ALMA Correlator Design Items

	ALMA Correlator Design Items

ALMA Correlator Design Considerations and Questions

Steven T. Myers
National Radio Astronomy Observatory

Updated Version, 16 Dec 1999

Abstract

There are a number of outstanding issues and questions pursuant to the design of the ALMA correlator, LTA system, and real-time pipeline. These are posed here in summary form.

Introduction

The current baseline correlator and LTA design can be found at

http://www.cv.nrao.edu/~jpisano/mma_corr.html

while a technical summary of the capabilities and open questions related to this design are outlined in the draft memo at

http://www.aoc.nrao.edu/~smyers/alma/

(to which this memo is an addendum).

Issues and Open Questions

While the capabilities of the proposed ALMA correlator design are the same as those presented in Rupen & Escoffier ( Memo 194). and the scientific requirements are still those most recently presented in the white paper by Rupen, Shepherd & Wright (1998), there are still some open questions and critical issues that need to be resolved regarding this correlator design. The statements in italics are my own assessment of the particular issue in question. At the end of this memo is a glossary of some of the more confusing terms used in this document.

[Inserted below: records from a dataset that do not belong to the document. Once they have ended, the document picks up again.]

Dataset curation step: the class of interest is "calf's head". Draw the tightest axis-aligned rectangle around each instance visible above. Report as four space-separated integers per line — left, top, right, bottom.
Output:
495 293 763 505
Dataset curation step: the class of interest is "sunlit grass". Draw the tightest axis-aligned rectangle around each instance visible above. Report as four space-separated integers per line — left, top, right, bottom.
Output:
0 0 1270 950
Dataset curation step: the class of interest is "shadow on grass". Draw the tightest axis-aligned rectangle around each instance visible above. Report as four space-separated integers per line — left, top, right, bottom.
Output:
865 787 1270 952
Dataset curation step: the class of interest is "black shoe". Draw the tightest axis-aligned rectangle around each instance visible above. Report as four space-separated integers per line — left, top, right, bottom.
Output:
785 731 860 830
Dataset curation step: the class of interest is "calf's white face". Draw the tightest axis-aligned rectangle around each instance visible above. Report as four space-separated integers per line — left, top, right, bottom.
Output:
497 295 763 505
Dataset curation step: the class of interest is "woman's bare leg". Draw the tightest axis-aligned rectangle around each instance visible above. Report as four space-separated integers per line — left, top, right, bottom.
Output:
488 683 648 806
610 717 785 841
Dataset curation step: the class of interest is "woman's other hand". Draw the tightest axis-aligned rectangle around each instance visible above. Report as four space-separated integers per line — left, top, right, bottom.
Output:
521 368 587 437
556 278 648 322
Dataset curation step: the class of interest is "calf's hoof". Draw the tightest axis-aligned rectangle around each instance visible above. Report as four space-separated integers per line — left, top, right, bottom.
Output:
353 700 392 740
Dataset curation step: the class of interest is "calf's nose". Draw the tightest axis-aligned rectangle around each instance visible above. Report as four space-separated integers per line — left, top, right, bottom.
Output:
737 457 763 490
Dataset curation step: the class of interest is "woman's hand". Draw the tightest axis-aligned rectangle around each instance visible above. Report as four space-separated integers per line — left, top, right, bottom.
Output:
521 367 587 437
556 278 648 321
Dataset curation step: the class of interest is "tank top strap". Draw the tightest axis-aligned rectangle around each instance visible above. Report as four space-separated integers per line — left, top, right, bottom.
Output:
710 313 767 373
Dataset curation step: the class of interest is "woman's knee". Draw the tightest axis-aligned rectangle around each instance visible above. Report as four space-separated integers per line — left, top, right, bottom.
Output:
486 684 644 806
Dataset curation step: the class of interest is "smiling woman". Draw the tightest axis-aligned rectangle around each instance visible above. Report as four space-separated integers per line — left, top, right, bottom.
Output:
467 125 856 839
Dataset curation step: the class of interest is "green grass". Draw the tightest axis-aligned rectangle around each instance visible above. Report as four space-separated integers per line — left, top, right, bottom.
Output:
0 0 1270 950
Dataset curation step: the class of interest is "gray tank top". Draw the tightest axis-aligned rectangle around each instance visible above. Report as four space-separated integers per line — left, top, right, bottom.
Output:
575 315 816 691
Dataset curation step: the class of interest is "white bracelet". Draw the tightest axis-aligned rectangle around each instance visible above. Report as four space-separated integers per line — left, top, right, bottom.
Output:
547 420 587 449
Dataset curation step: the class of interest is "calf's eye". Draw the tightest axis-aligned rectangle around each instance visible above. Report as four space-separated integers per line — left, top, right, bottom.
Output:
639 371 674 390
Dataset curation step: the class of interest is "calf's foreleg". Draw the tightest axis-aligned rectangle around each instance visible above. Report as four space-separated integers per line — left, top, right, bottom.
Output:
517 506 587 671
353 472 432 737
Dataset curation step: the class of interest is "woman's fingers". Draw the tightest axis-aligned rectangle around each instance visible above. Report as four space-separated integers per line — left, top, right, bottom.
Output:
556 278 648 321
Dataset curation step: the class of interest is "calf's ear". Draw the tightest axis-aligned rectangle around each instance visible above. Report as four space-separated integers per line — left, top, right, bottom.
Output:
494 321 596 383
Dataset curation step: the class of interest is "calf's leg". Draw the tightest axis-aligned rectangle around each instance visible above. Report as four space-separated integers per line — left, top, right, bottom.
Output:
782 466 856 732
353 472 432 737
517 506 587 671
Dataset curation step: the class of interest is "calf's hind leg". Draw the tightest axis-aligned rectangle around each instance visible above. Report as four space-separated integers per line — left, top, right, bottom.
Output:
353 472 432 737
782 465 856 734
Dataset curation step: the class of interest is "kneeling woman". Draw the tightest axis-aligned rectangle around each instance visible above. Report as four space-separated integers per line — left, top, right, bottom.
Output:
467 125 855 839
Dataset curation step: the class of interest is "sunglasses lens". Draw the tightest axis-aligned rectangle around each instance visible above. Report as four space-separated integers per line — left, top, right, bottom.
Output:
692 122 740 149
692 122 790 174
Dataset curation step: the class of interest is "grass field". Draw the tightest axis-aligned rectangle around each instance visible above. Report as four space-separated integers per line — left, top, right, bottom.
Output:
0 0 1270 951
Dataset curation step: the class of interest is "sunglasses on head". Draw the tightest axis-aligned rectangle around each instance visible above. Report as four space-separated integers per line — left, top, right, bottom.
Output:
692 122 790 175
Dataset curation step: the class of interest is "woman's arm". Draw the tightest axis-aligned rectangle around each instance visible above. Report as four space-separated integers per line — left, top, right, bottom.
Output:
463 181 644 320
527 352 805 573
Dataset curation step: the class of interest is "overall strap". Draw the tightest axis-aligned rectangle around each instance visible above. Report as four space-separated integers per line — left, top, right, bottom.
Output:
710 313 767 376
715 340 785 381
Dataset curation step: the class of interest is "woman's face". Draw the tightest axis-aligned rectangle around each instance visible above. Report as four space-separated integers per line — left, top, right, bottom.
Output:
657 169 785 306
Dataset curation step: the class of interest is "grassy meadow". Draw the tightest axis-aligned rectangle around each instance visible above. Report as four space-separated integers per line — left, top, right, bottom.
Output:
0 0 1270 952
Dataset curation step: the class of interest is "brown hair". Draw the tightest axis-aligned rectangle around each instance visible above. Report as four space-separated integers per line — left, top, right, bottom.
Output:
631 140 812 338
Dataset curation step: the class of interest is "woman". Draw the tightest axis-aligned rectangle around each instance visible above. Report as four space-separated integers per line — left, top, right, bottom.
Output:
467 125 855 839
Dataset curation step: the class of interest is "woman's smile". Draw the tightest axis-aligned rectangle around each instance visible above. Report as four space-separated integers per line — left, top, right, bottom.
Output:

In Memo 194, it was stated that the 256 lag chip would be able to provide a maximum of 1024 lags ( + 1024 leads ) per baseline, which translates to 2048 lags ( + 2048 leads ) with the 512 lag chip. This is done by ganging the four separate arrays (quadrants) of the correlator together to compute the extra lags for one baseband pair instead of correlating different baseband pairs. Because lags from more than a single array must be fetched to do a given baseline's FFT, this means that the computing system must be more complicated than what would be needed if all of a given baselines correlations occur in only one array.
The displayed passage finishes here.